Activities carried out for the fulfillment of any other statutory obligations under any law in force in India are to be excluded from CSR
The CSR activities undertaken shall be disclosed in the Board report of a Company.
In case of a foreign company, the balance sheet filed shall contain an annual report on CSR.
Companies to have an impact assessment survey if it fulfills the mentioned limit in the act and then the report are placed before the board and shall be annexed to annual report on CSR.
SOCIAL IMPACT ASSESSMENT
Social impact assessment is to be done by an Autonomous body. Every company having average CSR obligation of Rs 10 crores or more in the 3 immediately preceding financial years shall undertake impact assessment, through autonomous body, of their CSR projects having outlays of INR 1 crore or more.
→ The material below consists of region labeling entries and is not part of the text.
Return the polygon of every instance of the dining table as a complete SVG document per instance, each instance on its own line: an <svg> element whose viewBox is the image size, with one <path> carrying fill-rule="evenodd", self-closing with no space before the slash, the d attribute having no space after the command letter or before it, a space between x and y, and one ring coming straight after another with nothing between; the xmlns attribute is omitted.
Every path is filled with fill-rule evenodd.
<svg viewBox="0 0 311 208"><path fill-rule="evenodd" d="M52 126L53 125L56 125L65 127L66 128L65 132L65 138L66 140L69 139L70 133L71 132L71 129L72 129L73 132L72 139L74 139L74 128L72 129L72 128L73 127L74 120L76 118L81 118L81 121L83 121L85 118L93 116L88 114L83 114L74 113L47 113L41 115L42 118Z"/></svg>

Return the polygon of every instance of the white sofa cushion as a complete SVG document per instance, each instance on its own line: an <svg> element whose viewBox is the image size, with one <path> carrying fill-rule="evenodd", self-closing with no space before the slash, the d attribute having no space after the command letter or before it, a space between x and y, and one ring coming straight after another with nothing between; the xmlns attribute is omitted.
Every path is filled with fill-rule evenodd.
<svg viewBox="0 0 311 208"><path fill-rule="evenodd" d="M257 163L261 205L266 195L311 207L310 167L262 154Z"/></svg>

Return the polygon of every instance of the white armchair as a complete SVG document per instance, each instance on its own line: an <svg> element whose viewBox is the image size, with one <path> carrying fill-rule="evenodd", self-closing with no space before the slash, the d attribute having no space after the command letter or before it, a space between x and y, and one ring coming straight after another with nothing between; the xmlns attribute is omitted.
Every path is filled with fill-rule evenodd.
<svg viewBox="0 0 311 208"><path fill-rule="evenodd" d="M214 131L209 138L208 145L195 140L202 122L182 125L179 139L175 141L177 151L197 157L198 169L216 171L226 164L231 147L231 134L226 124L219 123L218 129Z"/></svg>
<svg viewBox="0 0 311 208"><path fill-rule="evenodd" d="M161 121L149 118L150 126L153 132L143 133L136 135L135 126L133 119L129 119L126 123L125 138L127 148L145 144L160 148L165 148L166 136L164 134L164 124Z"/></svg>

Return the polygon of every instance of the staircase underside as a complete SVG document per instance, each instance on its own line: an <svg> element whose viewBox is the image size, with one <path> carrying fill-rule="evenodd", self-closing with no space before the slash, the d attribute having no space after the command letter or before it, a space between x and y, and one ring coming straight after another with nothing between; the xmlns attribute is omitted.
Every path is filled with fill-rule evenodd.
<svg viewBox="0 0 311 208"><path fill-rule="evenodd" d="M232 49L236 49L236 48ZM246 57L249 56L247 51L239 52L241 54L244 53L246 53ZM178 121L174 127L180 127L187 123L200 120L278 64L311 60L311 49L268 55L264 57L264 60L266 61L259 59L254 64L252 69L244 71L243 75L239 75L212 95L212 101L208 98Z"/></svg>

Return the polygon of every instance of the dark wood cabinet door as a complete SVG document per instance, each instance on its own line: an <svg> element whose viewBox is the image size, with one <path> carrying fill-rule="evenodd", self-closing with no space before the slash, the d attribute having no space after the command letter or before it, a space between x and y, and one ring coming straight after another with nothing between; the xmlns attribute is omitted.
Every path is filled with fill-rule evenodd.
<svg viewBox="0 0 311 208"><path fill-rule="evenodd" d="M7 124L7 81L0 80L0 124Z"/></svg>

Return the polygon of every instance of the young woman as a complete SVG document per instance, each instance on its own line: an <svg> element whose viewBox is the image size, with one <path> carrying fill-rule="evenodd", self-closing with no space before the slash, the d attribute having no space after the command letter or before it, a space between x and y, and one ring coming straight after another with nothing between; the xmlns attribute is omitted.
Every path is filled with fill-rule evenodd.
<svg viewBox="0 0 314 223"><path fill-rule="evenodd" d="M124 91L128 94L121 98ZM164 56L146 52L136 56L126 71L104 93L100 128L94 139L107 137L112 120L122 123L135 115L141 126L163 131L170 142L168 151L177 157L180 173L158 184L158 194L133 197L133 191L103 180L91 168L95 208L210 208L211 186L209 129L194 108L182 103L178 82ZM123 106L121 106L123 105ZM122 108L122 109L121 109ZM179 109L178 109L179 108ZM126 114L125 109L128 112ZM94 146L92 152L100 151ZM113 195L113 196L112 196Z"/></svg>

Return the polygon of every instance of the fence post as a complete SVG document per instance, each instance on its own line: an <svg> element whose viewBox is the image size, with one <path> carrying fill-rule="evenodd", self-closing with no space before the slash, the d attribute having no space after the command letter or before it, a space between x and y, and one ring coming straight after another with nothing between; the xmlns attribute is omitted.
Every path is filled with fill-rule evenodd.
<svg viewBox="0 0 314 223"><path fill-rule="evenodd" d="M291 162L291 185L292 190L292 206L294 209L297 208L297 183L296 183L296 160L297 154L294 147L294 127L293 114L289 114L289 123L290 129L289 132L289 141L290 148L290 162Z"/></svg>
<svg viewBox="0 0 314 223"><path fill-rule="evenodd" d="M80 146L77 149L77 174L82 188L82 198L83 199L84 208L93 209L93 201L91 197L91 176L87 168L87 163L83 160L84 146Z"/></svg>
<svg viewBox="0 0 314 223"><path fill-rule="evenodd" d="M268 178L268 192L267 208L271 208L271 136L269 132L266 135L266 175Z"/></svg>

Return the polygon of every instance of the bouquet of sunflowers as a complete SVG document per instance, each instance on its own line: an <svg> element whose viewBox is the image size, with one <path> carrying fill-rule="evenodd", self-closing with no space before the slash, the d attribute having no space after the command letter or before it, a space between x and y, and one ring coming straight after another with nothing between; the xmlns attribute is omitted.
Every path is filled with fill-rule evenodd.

It isn’t enough for companies to simply spend a sum on CSR; they also have to justify the social effect made out of those activities.The exercise of Impact Assessment is cost intensive and tedious and hence companies not falling under the provisions of section 135 need not undertake such impact assessment. However, they can always opt for it as a best practice.
INTRODUCTION OF NEW CSR FORM BY THE MINISTRY OF CORPORATE AFFAIRS
The Ministry has introduced CSR 2 form which will be a Report on the CSR activities undertaken by the corporates covered under section 135(1). It has to be filed to the Registrar for the year (20-21) on or before 31.3.22. and from FY 2021-22 onwards as an addendum to form AOC-4.
Before the CSR Approach was“comply or explain” which has now changed to “comply or pay fine.” The corporates are not just expected to dispensecash for an undertaking any longer,however they should utilize their managerial expertise, talent, and funding to make a social effect in the society and justifying it. Indian corporations have never been more liable for their social responsibility as they are presently.
India needs to go through an obligatory CSR regime to become more acquainted with the thought before the rules are facilitated. India has huge inequalities in society and there is much to do about the environment. It is not workable for the government to do it single-handedly. CSR law was brought in to make industry an equivalent and responsible contributor in the growth of the nation.
Thus, I am of the view that the new revisions were necessary to make corporates a fundamental part of society. By Introducing form CSR 2, the ministry has bought in a revolutionary change in the manner corporates report their CSR contribution.